As far as drilling technology is concerned, no technically significant leaps in development are to be expected in the coming years. Rather, the focus will be on using the drilling data that are already frequently recorded and contractually required. The basis lies in an efficient as possible digital drilling data management, which houses some optimization potential. The digitization of the drilling data reduces the documentation effort and increases the quality of the data at the same time. The transparency and usability of the data enable the identification of problem areas, the analysis of performance and consumption quantities and thus form the basis for calculation, controlling and construction site management in general.
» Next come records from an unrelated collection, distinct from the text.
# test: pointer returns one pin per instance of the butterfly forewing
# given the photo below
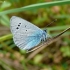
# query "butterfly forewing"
(25, 34)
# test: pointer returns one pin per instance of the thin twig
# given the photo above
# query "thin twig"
(45, 44)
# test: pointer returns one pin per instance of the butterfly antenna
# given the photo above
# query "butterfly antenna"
(52, 22)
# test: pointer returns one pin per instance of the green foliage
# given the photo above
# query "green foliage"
(41, 13)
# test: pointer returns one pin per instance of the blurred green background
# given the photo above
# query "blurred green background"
(41, 13)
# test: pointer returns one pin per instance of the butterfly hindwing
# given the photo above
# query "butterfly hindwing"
(25, 34)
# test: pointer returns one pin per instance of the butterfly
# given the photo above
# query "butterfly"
(25, 34)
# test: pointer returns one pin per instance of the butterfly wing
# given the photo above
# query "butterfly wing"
(25, 34)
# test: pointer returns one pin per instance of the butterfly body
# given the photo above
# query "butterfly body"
(25, 34)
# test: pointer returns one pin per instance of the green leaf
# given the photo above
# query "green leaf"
(66, 51)
(36, 6)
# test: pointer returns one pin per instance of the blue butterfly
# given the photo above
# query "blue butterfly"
(25, 34)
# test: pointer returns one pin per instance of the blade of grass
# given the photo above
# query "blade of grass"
(35, 6)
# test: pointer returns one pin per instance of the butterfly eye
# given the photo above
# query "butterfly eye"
(19, 23)
(25, 25)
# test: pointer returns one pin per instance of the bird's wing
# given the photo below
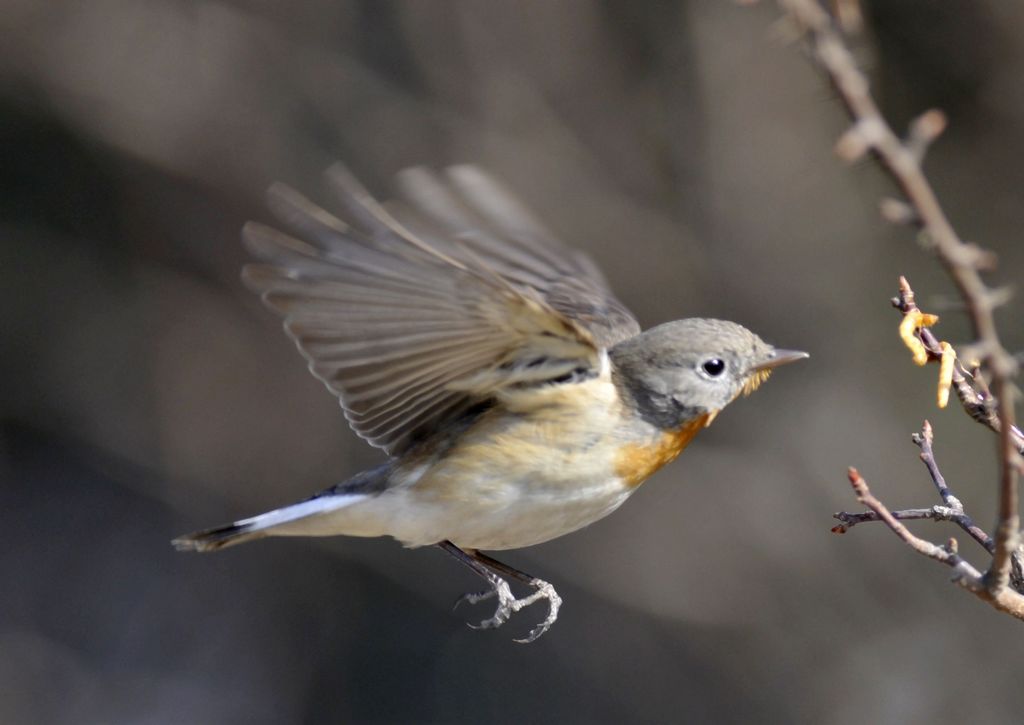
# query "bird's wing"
(411, 313)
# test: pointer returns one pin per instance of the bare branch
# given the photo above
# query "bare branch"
(963, 261)
(1006, 599)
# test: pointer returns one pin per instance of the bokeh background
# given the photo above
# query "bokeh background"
(686, 146)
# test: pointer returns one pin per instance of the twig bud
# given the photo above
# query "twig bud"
(896, 212)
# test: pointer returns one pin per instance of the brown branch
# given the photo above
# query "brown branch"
(1006, 599)
(870, 132)
(971, 388)
(952, 510)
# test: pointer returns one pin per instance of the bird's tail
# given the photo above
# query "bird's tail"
(266, 524)
(289, 520)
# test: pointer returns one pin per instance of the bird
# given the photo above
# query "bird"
(516, 398)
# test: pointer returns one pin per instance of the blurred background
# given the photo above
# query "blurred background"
(688, 148)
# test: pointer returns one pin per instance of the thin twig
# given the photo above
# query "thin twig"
(971, 388)
(963, 261)
(952, 510)
(1006, 599)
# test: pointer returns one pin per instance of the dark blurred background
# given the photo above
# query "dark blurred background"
(685, 146)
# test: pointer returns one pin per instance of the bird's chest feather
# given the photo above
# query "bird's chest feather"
(522, 476)
(636, 462)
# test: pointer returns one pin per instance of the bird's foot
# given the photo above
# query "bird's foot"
(508, 605)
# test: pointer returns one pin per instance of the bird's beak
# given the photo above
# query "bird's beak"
(779, 357)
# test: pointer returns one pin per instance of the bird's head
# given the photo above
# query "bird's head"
(687, 369)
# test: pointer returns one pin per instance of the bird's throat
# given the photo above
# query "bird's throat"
(636, 462)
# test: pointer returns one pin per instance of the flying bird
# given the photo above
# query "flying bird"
(516, 398)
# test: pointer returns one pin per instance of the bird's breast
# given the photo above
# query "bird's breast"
(635, 462)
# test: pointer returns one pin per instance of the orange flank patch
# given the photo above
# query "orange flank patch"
(636, 462)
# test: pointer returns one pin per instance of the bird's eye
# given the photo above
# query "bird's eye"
(714, 367)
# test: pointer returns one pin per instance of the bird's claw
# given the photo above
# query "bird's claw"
(508, 605)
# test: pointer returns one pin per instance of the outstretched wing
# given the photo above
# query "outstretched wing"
(412, 312)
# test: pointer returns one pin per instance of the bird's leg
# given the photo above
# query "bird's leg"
(485, 567)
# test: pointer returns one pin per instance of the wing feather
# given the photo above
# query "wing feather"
(413, 313)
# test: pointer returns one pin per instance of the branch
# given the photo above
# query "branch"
(870, 132)
(1006, 599)
(951, 510)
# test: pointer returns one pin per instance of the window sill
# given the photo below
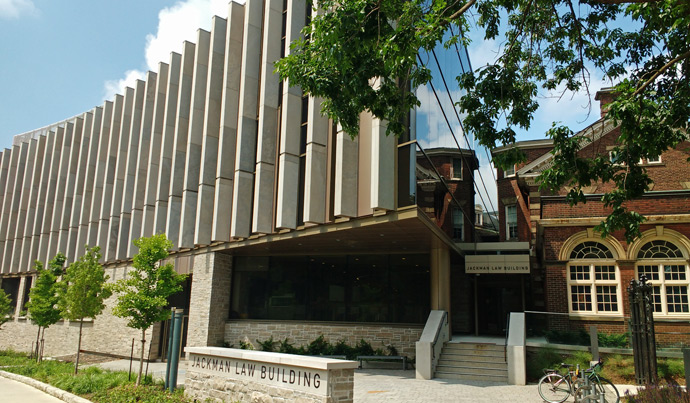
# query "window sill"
(615, 317)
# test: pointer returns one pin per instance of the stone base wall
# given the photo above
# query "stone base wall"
(106, 334)
(201, 387)
(402, 337)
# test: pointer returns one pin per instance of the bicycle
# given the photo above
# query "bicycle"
(555, 387)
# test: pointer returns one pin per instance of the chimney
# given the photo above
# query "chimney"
(605, 96)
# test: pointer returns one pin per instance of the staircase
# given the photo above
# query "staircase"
(473, 362)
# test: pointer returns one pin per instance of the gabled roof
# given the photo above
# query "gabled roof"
(587, 136)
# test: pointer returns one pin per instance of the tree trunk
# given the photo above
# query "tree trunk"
(76, 363)
(38, 338)
(43, 335)
(141, 358)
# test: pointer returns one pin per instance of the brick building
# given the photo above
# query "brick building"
(576, 272)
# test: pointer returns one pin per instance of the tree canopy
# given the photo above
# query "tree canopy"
(360, 55)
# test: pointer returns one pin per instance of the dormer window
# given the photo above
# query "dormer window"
(456, 169)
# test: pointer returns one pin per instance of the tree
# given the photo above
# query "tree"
(83, 290)
(361, 55)
(144, 293)
(5, 307)
(43, 306)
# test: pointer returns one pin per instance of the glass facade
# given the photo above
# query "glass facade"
(346, 288)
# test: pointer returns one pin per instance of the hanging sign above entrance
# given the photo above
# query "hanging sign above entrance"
(497, 264)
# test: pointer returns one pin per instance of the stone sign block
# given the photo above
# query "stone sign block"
(245, 375)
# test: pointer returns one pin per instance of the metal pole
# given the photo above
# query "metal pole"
(175, 357)
(131, 355)
(169, 349)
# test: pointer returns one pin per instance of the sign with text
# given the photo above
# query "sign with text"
(308, 380)
(497, 264)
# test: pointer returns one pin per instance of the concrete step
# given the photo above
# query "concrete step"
(472, 377)
(472, 356)
(473, 347)
(444, 360)
(469, 369)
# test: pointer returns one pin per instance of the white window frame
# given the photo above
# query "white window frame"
(456, 212)
(592, 282)
(656, 160)
(509, 222)
(662, 283)
(453, 174)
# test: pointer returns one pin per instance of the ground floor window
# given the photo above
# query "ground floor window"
(593, 289)
(669, 287)
(350, 288)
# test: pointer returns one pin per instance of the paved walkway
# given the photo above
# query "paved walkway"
(17, 392)
(371, 385)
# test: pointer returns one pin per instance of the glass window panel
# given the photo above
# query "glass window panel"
(579, 273)
(651, 272)
(607, 299)
(581, 298)
(677, 299)
(604, 272)
(674, 272)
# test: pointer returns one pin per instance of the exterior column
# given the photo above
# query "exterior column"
(31, 180)
(168, 145)
(142, 162)
(290, 127)
(93, 206)
(346, 172)
(121, 153)
(36, 224)
(27, 225)
(70, 185)
(184, 104)
(83, 217)
(211, 133)
(44, 239)
(154, 157)
(440, 278)
(109, 178)
(79, 181)
(130, 175)
(210, 299)
(227, 141)
(243, 182)
(194, 141)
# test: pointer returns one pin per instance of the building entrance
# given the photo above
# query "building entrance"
(496, 296)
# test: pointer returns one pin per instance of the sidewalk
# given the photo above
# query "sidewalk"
(381, 385)
(17, 392)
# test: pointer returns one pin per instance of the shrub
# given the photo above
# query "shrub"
(144, 393)
(659, 394)
(267, 345)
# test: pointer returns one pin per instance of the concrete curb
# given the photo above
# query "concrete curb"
(51, 390)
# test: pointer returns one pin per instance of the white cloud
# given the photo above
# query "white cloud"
(176, 24)
(113, 87)
(12, 9)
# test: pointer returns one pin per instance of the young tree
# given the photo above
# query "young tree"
(83, 290)
(43, 306)
(144, 293)
(360, 55)
(5, 307)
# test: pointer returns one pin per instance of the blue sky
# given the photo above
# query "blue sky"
(59, 59)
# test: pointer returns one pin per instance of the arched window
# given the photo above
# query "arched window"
(593, 280)
(663, 263)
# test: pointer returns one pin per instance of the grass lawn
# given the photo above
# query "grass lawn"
(92, 383)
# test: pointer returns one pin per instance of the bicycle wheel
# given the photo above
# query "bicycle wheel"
(609, 391)
(554, 388)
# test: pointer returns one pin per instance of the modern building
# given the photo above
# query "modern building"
(577, 274)
(287, 227)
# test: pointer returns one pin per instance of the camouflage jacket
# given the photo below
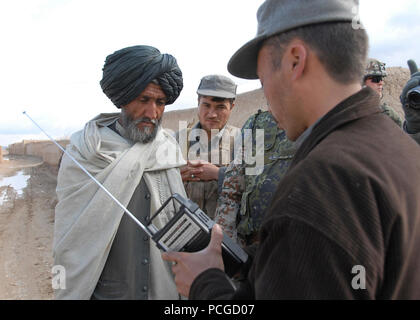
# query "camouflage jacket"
(245, 198)
(205, 193)
(390, 112)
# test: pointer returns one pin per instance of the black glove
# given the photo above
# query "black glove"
(412, 115)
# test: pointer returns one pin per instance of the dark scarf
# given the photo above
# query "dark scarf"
(128, 71)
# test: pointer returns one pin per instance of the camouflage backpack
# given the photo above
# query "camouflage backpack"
(260, 189)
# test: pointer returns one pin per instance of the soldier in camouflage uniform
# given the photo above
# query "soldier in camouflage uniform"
(411, 106)
(244, 198)
(374, 74)
(208, 155)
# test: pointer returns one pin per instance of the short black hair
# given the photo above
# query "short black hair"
(341, 49)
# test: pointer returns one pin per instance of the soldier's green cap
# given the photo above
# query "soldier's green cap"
(217, 86)
(375, 68)
(278, 16)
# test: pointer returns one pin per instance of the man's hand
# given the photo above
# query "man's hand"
(199, 171)
(187, 266)
(190, 172)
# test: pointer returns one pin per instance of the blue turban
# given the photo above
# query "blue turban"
(128, 71)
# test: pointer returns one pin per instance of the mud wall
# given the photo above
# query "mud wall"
(246, 104)
(46, 150)
(249, 102)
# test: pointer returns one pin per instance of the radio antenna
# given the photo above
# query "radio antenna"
(93, 178)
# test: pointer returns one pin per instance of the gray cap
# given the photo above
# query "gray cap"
(277, 16)
(217, 86)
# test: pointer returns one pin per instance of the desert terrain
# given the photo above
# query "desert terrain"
(27, 201)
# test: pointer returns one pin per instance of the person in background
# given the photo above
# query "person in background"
(210, 142)
(245, 197)
(410, 100)
(374, 78)
(343, 223)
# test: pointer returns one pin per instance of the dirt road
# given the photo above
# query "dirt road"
(27, 201)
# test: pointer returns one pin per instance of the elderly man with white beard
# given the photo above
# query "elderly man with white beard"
(105, 255)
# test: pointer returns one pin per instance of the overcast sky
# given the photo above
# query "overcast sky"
(52, 51)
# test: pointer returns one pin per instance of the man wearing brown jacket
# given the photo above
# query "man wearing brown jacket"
(345, 220)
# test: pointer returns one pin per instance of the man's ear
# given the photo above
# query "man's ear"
(298, 59)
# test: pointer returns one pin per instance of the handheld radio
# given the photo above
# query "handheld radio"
(188, 230)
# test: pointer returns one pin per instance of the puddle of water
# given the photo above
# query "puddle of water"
(17, 182)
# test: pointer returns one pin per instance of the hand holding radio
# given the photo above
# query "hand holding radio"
(187, 266)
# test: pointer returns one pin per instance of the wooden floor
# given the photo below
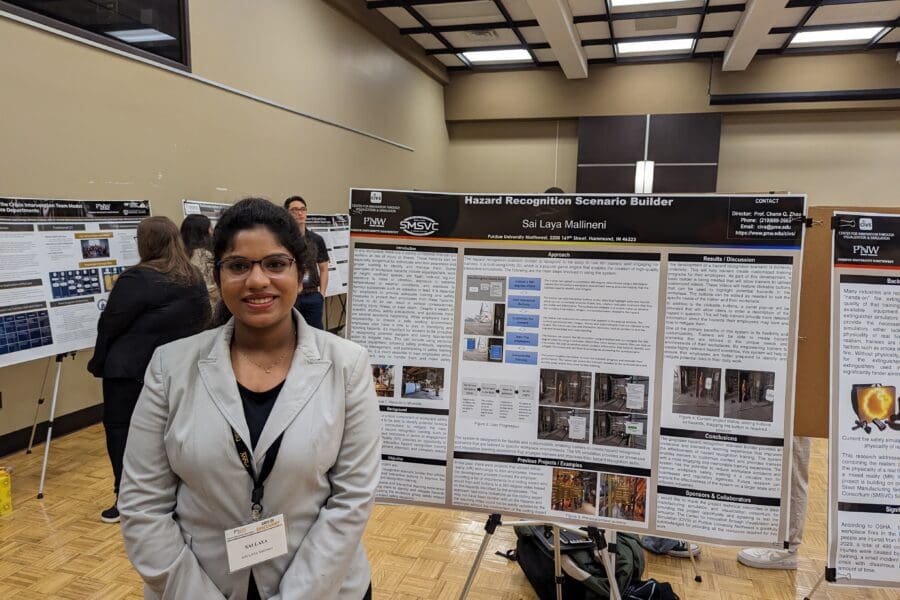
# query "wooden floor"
(58, 548)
In further steps it is possible to define process assignments based on the drilling data, visualize processes accordingly and automatically generate measurement and accounting sheets for the customer.

*****

Still only scratching the earths crust at depths of over 12 kilometers (Credit: Venita Oberholster, Pixabay)

“Anything one man can imagine, other men can make real,” Jules Verne once wrote. We have not yet made it all the way to the centre of the earth, but coming as far as Thorsten has, was nothing more but a distant dream during Vernes lifetime. At the end of the 1970s, the to date deepest borhole in the world penetrated to depths of over 12 kilometers, and yet only scratched the earth’s crust. Around 6,000 kilometers are missing to the actual center of the earth – but who knows what the future will bring. Perhaps the science fiction prophet, who dreamed of submarines as early as the mid-19th century, will be right with a trip to the center of the earth.

*****

About Thorsten Kratz:

Like Professor Lidenbrock, Thorsten Kratz comes from Germany. The mining engineering graduate worked as a research assistant at the Institute for Mining Studies I at RWTH Aachen University in the research field of conventional shaft sinking during his doctorate. After completing his doctorate, he moved on to work for Thyssen Schachtbau GmbH, where he is now working as a project manager in the Alpine and Balkan region for infrastructure and mining projects with a focus on tunnel and shaft construction, raise-boring, exploration drilling and injection technology. His main project is the Semmering Base Tunnel, construction lot 1.1, which he has been involved in since the beginning as a member of the technical management.


Thorsten Kratz – more Jules Verne or Otto Lidenbrock? (Credit: Wikimedia Commons)

By Anna Riedler

When the sense of direction was distributed, Anna had just gotten lost. So much the better that her work has only peripherally to do with construction sites – she would probably never find her way back to the office. Instead, the studied journalist diligently writes texts for our homepage and our blog, as well as short personal descriptions with all the potential of being nominated for a Nobel Prize for Literature.